Trois ou quatre heures après la cérémonie, le démon me livra un combat intérieur dont je vais parler. Il me mit dans l'esprit que peut-être j'avais offensé Dieu dans ce que j'avais fait, et manqué à l'obéissance en fondant ce monastère sans l'ordre de mon provincial. Celui-ci, je le sentais bien, devait voir avec quelque peine que j'eusse mis le couvent sous la juridiction de l'évêque sans lui en avoir rien dit; néanmoins, comme il avait refusé de le prendre sous la sienne, et que personnellement je restais sous son obéissance, il me semblait qu'il n'en serait point fâché. D'autre part, les religieuses que je venais de recevoir vivraient-elles contentes dans une si étroite clôture? Le nécessaire ne leur manquerait-il point? Cette fondation n'était-elle pas une folie? Pourquoi m'étais-je engagée dans cette entreprise, moi qui pouvais si bien servir Dieu dans mon couvent? Les ordres que j'avais reçus de Notre Seigneur au sujet de ce nouveau monastère, les avis des personnes sages que j'avais consultées, les prières que depuis plus de deux ans on n'avait pour ainsi dire pas cessé de faire à cette intention, s'effacèrent tellement de ma mémoire qu'il ne m'en restait plus la moindre idée. Je me souvenais seulement des pensées que j'avais eues par moi-même. Toutes les vertus, et même la foi, étaient alors suspendues en mon âme, et je n'avais la force ni d'en produire aucun acte, ni de me défendre contre tant d'attaques de l'ennemi. Le démon m'inspirait d'autres craintes: avec tant d'infirmités, pourrais-je m'enfermer dans une maison si petite, et m'y assujettir à un genre de vie si austère, après avoir vécu dans un monastère si spacieux, si agréable, où j'avais toujours été si contente, et où j'avais tant d'amies? Je ne me plairais peut-être pas avec celles qui composaient la nouvelle maison. Je m'étais engagée à bien des choses, et la difficulté de les accomplir pourrait me jeter dans le désespoir. Peut-être le démon avait-il prétendu par là m'ôter la paix et la tranquillité d'esprit; en proie au trouble, comment pourrais-je me livrer à l'oraison? Enfin, n'allais-je pas hasarder le salut de mon âme?

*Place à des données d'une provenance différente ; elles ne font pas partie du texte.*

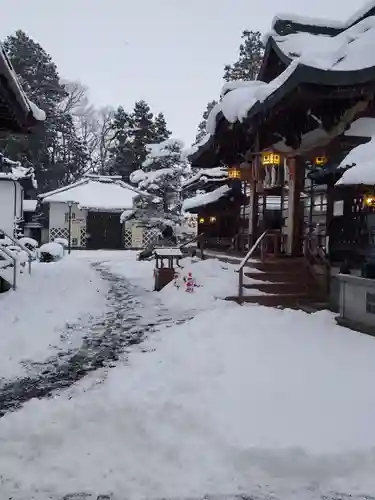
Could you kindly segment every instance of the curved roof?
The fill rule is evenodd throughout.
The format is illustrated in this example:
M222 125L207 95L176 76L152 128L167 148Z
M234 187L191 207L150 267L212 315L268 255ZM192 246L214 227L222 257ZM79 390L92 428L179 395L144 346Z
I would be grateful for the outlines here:
M28 132L38 122L45 120L44 111L26 97L1 44L0 91L0 128L2 130Z
M300 24L303 24L302 21ZM305 23L304 26L312 26L312 23ZM220 122L226 123L222 127L225 133L237 123L246 121L249 125L255 116L264 116L302 86L331 88L339 98L346 98L349 90L352 96L360 99L364 87L367 92L375 93L375 0L371 0L346 24L328 27L330 34L322 33L322 27L318 26L315 32L306 28L299 32L273 32L269 35L260 76L267 71L269 73L267 61L271 57L274 58L274 66L279 63L280 74L276 73L277 76L270 81L226 84L221 101L212 109L207 120L207 131L214 138L195 154L195 161L211 159L215 143L221 142L215 137ZM202 163L208 164L207 161Z

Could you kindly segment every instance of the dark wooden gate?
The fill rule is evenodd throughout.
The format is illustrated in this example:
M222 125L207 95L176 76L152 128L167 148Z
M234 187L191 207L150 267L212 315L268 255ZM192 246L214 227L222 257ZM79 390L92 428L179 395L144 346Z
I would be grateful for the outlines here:
M89 212L87 215L86 248L115 250L124 248L120 214Z

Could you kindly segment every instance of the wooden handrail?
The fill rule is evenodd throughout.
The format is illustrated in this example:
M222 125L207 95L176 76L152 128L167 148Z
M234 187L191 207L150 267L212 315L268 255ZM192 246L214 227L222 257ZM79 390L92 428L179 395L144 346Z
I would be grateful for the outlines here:
M14 238L13 236L11 236L10 234L6 233L4 231L4 229L0 229L0 234L3 234L4 236L6 236L7 238L9 238L14 244L15 246L19 247L21 250L23 250L24 252L27 253L28 255L28 261L29 261L29 274L31 274L31 262L34 258L34 255L32 252L30 252L30 250L25 247L25 245L23 245L22 243L19 242L19 240L17 240L16 238Z
M200 233L197 236L194 236L194 238L192 238L191 240L189 240L186 243L183 243L182 245L180 245L180 247L179 247L180 250L181 250L181 248L184 248L187 245L190 245L190 243L194 243L195 241L198 241L200 238L202 238L202 236L204 236L204 233Z
M17 259L13 255L12 252L9 252L9 250L6 249L6 247L0 247L0 254L6 255L8 259L11 259L13 261L13 290L17 288ZM8 260L7 259L7 260Z
M247 252L245 257L242 259L239 268L236 270L236 272L239 273L239 278L238 278L238 296L243 297L243 275L244 275L244 267L246 266L247 262L255 252L255 250L258 248L258 246L262 243L263 239L267 235L268 231L264 231L259 238L256 240L254 245L250 248L250 250Z

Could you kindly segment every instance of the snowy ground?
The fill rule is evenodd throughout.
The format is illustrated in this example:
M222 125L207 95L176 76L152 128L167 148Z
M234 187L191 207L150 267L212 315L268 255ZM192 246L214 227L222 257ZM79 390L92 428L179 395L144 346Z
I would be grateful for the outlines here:
M27 373L30 361L79 345L84 326L105 310L108 286L87 260L33 263L32 276L21 278L16 292L0 295L0 382ZM76 322L82 328L70 329Z
M375 495L374 338L328 312L217 300L236 275L213 260L184 262L202 285L192 295L153 293L152 263L130 252L64 266L97 260L130 280L146 316L195 317L0 419L1 499Z

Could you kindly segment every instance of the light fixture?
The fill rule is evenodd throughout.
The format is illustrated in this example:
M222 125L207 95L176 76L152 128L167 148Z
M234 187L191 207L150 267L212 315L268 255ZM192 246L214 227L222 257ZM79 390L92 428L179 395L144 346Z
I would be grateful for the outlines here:
M317 167L323 167L327 163L327 157L326 156L316 156L314 158L314 165Z
M199 217L198 222L199 222L199 224L204 224L204 217Z
M273 153L270 151L262 153L262 165L278 166L280 165L280 162L281 162L281 157L278 153Z
M236 167L228 168L228 177L229 179L241 179L241 170Z
M370 194L365 196L364 202L368 207L375 207L375 196Z
M210 222L211 224L214 224L216 222L216 217L214 215L210 217Z

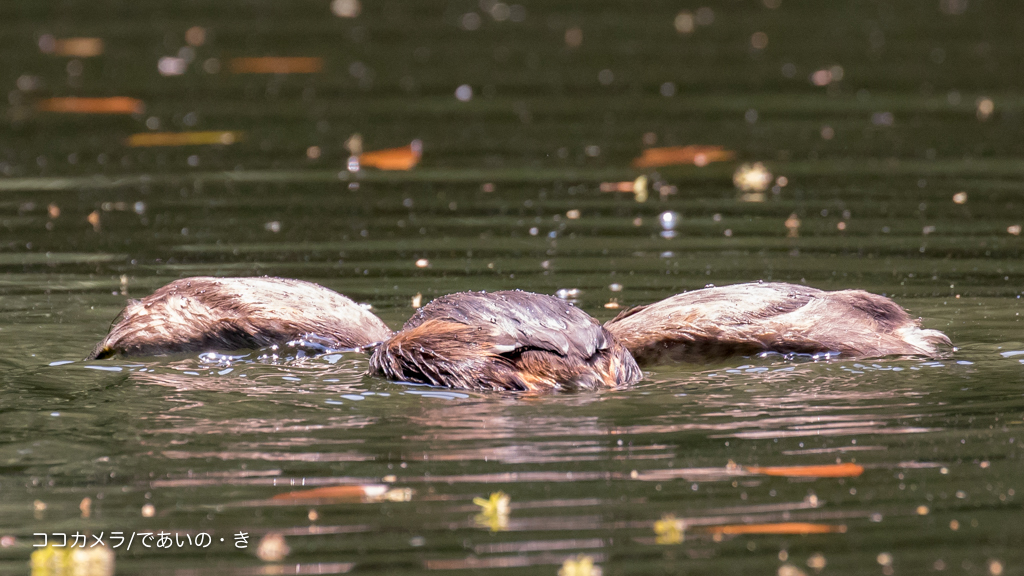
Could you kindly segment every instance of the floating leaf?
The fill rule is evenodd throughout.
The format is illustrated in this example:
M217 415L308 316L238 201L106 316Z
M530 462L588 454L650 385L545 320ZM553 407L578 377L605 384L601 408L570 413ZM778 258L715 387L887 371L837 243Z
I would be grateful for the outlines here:
M235 74L316 74L324 68L319 57L256 57L232 58L231 72Z
M665 514L654 523L654 533L658 535L658 544L681 544L685 537L686 523L673 514Z
M747 466L747 472L766 476L788 476L791 478L853 478L864 473L860 464L823 464L821 466Z
M339 502L408 502L412 498L412 490L408 488L390 489L386 484L363 484L348 486L324 486L311 490L286 492L274 496L273 500L334 500Z
M594 566L594 559L586 554L575 558L566 558L558 576L601 576L601 567Z
M234 144L242 139L241 132L143 132L132 134L126 143L133 147L145 146L200 146L208 144Z
M711 162L732 160L736 153L721 146L666 146L647 148L639 158L633 160L634 168L657 168L677 164L707 166Z
M846 532L846 524L811 524L808 522L779 522L776 524L725 524L706 526L702 532L711 534L828 534Z
M64 114L141 114L146 110L142 100L126 96L110 98L47 98L36 103L40 112Z
M504 492L494 492L487 499L473 498L473 504L480 507L480 513L474 520L481 526L491 529L491 532L498 532L508 528L508 515L512 508L510 506L512 497Z
M411 170L419 164L423 155L423 144L413 140L408 146L364 152L359 155L359 165L378 170Z

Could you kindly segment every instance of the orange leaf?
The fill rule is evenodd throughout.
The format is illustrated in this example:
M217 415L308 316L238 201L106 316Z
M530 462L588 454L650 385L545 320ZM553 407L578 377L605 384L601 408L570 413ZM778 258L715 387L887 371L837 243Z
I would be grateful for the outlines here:
M47 98L36 103L41 112L68 114L139 114L145 111L142 100L125 96L110 98Z
M828 534L846 532L846 524L810 524L808 522L725 524L723 526L707 526L701 531L712 534Z
M410 170L420 161L423 146L413 140L408 146L365 152L359 156L359 165L380 170Z
M732 160L736 153L721 146L666 146L664 148L648 148L639 158L633 160L634 168L657 168L674 164L693 164L704 166L710 162Z
M102 38L62 38L54 40L53 54L57 56L74 56L91 58L103 54Z
M202 144L234 144L241 139L241 132L142 132L140 134L132 134L125 143L132 147L196 146Z
M852 478L864 473L860 464L823 464L821 466L745 466L748 472L767 476Z
M319 57L231 59L231 71L235 74L315 74L323 68L324 59Z
M363 498L376 498L387 492L387 486L368 484L363 486L324 486L311 490L299 490L278 494L273 500L343 500L360 501Z

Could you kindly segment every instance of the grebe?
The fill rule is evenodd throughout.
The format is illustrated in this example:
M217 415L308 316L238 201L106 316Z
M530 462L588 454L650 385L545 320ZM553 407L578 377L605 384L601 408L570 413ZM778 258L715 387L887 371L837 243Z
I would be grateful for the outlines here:
M642 377L589 314L519 290L430 302L377 347L370 373L467 390L596 390Z
M884 296L781 282L684 292L626 310L605 328L641 366L761 351L934 357L951 346Z
M391 330L312 282L200 276L129 301L88 359L255 349L309 335L332 348L357 348L387 339Z
M176 280L131 301L89 359L255 349L312 337L375 347L370 372L467 390L595 390L640 380L639 365L762 351L937 356L949 339L861 290L736 284L632 308L603 327L552 296L462 292L398 333L345 296L287 278Z

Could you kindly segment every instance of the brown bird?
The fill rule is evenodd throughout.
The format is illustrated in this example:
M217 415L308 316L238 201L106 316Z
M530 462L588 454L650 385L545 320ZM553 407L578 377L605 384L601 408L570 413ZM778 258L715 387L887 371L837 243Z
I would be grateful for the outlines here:
M312 282L200 276L129 301L88 359L255 349L303 337L357 348L390 336L380 318Z
M518 290L432 301L374 351L370 373L467 390L596 390L642 377L589 314Z
M626 310L605 328L641 366L762 351L934 357L951 346L884 296L781 282L684 292Z

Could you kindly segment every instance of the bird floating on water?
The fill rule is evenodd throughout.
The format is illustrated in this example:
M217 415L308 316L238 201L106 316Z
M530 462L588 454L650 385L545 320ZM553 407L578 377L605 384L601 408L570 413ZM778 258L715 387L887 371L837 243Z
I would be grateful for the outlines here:
M684 292L600 325L573 304L519 290L460 292L393 333L332 290L287 278L176 280L129 302L89 359L230 351L311 341L371 351L370 373L465 390L628 386L639 366L760 352L935 357L950 346L892 300L773 283Z

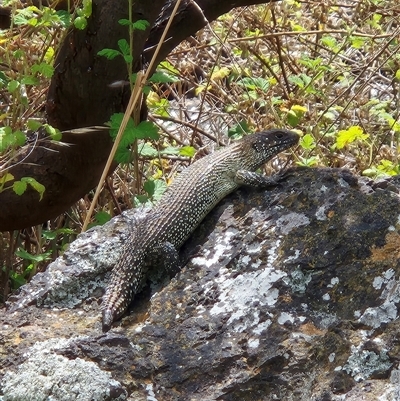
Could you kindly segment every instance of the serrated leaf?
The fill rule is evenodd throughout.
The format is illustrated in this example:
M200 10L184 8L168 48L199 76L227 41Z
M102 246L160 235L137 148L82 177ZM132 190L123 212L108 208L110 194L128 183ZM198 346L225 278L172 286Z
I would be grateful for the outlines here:
M153 201L158 201L166 191L167 184L163 180L147 180L143 189Z
M131 54L131 49L126 39L120 39L118 41L118 47L121 50L123 56L128 56Z
M157 157L158 151L157 149L154 149L153 146L145 143L139 146L139 155L143 157Z
M369 137L369 134L364 134L364 130L358 126L353 125L347 130L341 130L338 132L336 138L336 146L338 149L344 148L346 145L356 141L365 140Z
M39 79L33 77L32 75L26 75L21 79L21 84L24 85L38 85L39 83Z
M238 124L228 129L228 136L229 138L240 138L241 136L243 136L244 134L248 134L249 132L249 124L246 120L242 120Z
M71 25L71 14L67 10L58 10L56 11L56 15L58 15L60 24L64 28L69 28L69 26Z
M26 191L27 183L23 181L15 181L13 184L13 191L17 195L22 195Z
M214 81L221 81L226 78L230 74L230 69L228 67L222 67L219 69L215 69L211 74L211 79Z
M160 153L162 153L163 155L179 155L179 149L176 146L168 146Z
M132 26L134 29L138 29L139 31L144 31L150 26L150 23L144 19L139 19L135 21L132 24Z
M45 78L51 78L54 74L54 67L47 63L34 64L31 71L42 74Z
M114 50L114 49L102 49L97 52L97 55L104 56L108 60L113 60L117 56L122 56L121 52L119 52L118 50Z
M128 148L119 146L115 152L114 160L117 163L128 164L132 161L132 153Z
M158 139L158 128L151 121L142 121L135 127L137 139Z
M193 157L196 154L196 149L193 146L182 146L179 149L181 156Z
M301 139L300 139L300 146L303 149L307 149L307 150L312 150L315 148L315 141L314 138L310 135L310 134L306 134L304 135Z
M395 75L396 79L400 81L400 69L398 69L396 71L396 75Z
M249 90L260 89L263 92L266 92L270 87L270 82L264 78L244 77L237 84Z

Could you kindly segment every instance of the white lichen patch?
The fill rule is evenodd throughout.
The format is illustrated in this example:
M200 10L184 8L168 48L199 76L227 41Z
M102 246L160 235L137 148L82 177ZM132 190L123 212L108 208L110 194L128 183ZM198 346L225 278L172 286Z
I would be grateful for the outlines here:
M273 285L284 276L285 272L270 267L234 278L220 276L219 297L210 314L229 315L227 324L238 332L254 328L260 322L259 311L276 303L279 291Z
M310 224L310 219L304 213L288 213L276 221L276 227L284 235L289 234L293 229Z
M389 323L397 319L397 304L400 302L400 283L395 278L393 269L386 270L382 276L374 278L372 286L375 290L382 289L380 298L382 304L367 308L360 316L359 321L372 328L378 328L382 323Z
M383 373L392 366L385 351L381 351L377 354L368 350L360 350L358 347L352 346L351 352L351 355L343 366L343 370L351 374L356 381L366 380L370 378L373 373Z
M286 322L293 323L294 322L294 317L290 313L282 312L278 316L278 323L279 324L285 324Z
M327 285L327 287L332 288L337 284L339 284L339 277L332 277L331 282Z
M316 217L317 220L319 220L319 221L327 220L326 209L327 209L327 207L325 205L324 206L320 206L317 209L317 211L315 212L315 217Z
M125 400L121 384L93 362L69 359L57 353L71 340L38 342L25 354L27 360L16 371L8 371L1 383L3 399L35 401L109 400L111 389L120 388L115 400Z
M214 246L212 257L209 259L207 256L211 253L205 253L204 256L198 256L192 259L192 263L198 266L211 267L218 263L221 256L226 254L232 249L231 239L237 234L237 230L228 228L223 235L218 237L218 243Z

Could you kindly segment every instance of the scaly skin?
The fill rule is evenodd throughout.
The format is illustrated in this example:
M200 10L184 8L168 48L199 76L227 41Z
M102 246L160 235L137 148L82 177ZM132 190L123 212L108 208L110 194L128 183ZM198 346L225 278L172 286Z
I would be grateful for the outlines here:
M103 331L125 313L149 265L177 264L179 248L215 205L241 185L271 185L255 170L298 140L284 129L251 134L184 170L124 244L103 297Z

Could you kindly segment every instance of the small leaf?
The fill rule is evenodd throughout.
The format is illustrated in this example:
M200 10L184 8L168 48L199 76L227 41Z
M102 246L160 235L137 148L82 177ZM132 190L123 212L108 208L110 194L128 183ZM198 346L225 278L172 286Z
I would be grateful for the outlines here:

Le démon présentait tout cela à mon esprit, sans qu'il me fût possible de penser à autre chose; et il répandait en même temps dans mon âme une affliction, une obscurité, des ténèbres, que je ne saurais dépeindre. Me voyant dans cet état, je m'en allai devant le très saint Sacrement, bien que je fusse incapable de former une prière, une personne à l'agonie n'étant pas, me semble-t-il, dans une angoisse plus grande. De plus, je n'osais confier ma peine à personne, parce que je n'avais pas encore de confesseur désigné.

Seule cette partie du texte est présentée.